Health

Unlocking Strength Training: Essential Insights for Women from a Pro Trainer

2025-05-09

Author: Wei

Struggling with Push-Ups? You're Not Alone!

Whether you can barely do three push-ups or are a seasoned gym-goer, it turns out that many share this challenge. Emma Simarro, a dedicated personal trainer specializing in women’s health and body confidence, reveals that even she finds push-ups a tough workout!

"I struggle with push-ups just like everyone else," Simarro admits. "The trick is challenging yourself incrementally. If you're not pushing your limits, your body won’t adapt and grow stronger." This is a reminder that strength training should be difficult yet attainable.

Start Simple: Bodyweight Exercises Are Key!

If you've never dabbled in resistance training, Simarro suggests beginning with bodyweight exercises—after all, they form the cornerstone of a strong foundation. Here are her top picks to kickstart your strength journey!

1. The Mighty Push-Up

Push-ups may be daunting, but they're undeniably effective! Simarro highlights that while they can be challenging, they're also a great exercise. If you're feeling overwhelmed, try starting with wall push-ups to build your strength gradually.

As you gain confidence, progress to incline push-ups using a sturdy surface like a table or bench. Finally, master the eccentric push-up technique, where you focus on lowering yourself slowly to the ground. Remember, every little victory counts!

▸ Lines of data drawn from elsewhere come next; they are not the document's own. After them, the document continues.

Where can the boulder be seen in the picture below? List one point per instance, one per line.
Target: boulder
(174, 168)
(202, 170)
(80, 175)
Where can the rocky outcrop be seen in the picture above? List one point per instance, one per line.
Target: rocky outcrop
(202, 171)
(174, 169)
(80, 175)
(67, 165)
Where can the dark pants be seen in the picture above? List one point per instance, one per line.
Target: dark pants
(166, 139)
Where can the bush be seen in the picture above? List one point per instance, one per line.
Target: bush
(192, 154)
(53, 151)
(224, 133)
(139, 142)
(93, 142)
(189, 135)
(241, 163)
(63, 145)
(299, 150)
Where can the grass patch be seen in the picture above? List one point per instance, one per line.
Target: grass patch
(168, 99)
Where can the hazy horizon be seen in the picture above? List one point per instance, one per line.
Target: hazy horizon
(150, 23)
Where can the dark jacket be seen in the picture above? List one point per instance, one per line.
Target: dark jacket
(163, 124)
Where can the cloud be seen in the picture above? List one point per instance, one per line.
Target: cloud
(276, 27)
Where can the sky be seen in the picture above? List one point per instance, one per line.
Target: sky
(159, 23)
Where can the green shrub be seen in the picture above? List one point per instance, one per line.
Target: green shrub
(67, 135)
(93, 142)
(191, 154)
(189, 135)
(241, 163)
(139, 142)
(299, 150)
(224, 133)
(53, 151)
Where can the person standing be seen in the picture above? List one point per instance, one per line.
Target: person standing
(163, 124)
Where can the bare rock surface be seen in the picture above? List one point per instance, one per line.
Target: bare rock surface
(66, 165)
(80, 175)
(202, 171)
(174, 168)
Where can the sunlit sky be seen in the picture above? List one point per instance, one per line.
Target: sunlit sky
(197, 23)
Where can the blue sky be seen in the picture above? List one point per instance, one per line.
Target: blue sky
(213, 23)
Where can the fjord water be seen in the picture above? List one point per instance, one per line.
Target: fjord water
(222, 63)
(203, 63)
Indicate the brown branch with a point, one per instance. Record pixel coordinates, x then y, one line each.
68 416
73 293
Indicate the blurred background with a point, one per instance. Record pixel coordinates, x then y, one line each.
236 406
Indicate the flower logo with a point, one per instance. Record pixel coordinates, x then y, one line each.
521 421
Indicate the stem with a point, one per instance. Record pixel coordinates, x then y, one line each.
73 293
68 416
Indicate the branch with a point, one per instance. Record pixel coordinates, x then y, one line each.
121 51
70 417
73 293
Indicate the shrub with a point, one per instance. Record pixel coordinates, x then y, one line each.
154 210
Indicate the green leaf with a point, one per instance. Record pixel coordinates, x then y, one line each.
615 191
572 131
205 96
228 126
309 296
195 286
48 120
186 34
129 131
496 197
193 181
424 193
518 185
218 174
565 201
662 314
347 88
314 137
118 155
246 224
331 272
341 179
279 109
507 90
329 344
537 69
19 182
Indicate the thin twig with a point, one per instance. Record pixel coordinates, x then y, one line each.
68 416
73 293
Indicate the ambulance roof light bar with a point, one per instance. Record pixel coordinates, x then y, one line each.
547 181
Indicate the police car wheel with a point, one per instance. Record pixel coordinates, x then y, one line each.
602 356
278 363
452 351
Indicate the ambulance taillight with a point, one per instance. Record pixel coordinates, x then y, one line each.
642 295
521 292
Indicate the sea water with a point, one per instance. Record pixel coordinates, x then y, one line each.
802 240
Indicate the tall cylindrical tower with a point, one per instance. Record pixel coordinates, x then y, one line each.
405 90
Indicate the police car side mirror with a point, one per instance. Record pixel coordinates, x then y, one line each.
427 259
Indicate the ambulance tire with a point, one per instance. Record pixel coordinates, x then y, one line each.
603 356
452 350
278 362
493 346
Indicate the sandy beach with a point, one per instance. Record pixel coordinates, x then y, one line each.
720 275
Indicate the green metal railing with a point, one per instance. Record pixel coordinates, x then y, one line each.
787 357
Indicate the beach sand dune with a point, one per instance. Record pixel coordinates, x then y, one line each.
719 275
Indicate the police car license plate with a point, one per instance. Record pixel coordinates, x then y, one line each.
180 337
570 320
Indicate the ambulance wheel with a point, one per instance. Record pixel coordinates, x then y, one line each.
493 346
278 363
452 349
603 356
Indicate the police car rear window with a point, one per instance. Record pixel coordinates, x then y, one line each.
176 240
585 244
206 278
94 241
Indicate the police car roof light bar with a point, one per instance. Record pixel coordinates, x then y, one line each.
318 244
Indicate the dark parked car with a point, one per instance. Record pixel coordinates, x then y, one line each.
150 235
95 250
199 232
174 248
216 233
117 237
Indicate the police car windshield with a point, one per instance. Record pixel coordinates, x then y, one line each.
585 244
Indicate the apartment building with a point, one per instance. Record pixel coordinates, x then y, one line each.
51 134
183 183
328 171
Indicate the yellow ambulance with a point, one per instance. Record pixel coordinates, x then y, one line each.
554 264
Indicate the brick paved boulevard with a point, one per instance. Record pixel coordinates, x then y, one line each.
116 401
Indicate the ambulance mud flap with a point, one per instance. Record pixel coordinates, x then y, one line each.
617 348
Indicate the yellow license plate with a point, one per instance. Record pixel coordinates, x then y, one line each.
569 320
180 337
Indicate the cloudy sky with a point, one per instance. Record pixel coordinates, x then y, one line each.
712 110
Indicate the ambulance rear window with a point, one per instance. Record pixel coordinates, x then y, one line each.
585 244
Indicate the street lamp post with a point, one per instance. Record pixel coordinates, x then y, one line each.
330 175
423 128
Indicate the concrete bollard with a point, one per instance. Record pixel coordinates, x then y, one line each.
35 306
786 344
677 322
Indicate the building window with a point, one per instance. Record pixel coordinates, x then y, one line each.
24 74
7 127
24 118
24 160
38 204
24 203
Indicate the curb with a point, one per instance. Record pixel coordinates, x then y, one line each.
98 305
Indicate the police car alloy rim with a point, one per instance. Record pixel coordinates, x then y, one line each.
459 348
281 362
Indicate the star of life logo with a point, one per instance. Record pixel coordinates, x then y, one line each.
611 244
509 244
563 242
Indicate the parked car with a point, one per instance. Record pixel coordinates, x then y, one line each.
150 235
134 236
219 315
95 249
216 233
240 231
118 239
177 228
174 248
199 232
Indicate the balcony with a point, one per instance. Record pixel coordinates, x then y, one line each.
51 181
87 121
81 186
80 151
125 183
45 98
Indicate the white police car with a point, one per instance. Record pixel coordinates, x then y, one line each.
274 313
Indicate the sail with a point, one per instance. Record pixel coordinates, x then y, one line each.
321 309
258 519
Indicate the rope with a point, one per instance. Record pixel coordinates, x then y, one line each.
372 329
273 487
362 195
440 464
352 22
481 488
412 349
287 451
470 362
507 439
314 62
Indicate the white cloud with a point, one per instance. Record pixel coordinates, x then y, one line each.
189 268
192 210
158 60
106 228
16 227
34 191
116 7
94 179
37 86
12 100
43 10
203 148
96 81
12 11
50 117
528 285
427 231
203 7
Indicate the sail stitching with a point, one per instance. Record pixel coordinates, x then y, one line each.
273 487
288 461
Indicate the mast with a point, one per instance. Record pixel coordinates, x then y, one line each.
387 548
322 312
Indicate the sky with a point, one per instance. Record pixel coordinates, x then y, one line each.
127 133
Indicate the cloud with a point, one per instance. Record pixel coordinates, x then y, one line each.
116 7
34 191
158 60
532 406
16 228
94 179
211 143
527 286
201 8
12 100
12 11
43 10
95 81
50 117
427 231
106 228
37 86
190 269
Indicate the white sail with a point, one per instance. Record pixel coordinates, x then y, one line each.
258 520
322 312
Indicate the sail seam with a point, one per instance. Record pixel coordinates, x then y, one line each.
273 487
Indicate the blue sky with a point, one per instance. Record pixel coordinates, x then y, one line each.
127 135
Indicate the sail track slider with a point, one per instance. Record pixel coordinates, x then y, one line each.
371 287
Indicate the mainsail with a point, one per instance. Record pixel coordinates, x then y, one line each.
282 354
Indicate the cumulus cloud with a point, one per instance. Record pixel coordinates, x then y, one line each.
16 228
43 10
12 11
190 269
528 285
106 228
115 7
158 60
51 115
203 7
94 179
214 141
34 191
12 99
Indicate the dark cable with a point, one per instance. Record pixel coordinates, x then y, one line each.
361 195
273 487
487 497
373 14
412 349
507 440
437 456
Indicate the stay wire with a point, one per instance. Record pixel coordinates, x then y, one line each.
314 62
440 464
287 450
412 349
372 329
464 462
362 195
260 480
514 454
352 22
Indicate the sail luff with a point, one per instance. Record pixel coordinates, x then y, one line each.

2. The Dead Bug: Perfect for Core Strength

Looking for a killer core workout? The dead bug exercise is an excellent starting point for nearly every woman. "It’s all about stability and functionality—not just getting that six-pack!" Simarro explains.

Dead bugs effectively engage deep core muscles. Start with your body weight and, as you progress, consider adding weights for a greater challenge.

3. Squats: A Game-Changer at Your Desk

If you’re new to fitness or sit all day, bodyweight squats are a fantastic way to break the monotony. Simarro mentions an eye-opening study indicating that performing ten squats by your desk every 45 minutes yields better blood sugar results than a single 30-minute walk!

This is particularly crucial for women in midlife, who may experience increased insulin resistance.

Embrace the Challenge of Strength Training!

Listen to your body and remember: strength training is about progress, not perfection. With guidance from experts like Simarro and the right mindset, you can transform your fitness journey—one push-up at a time!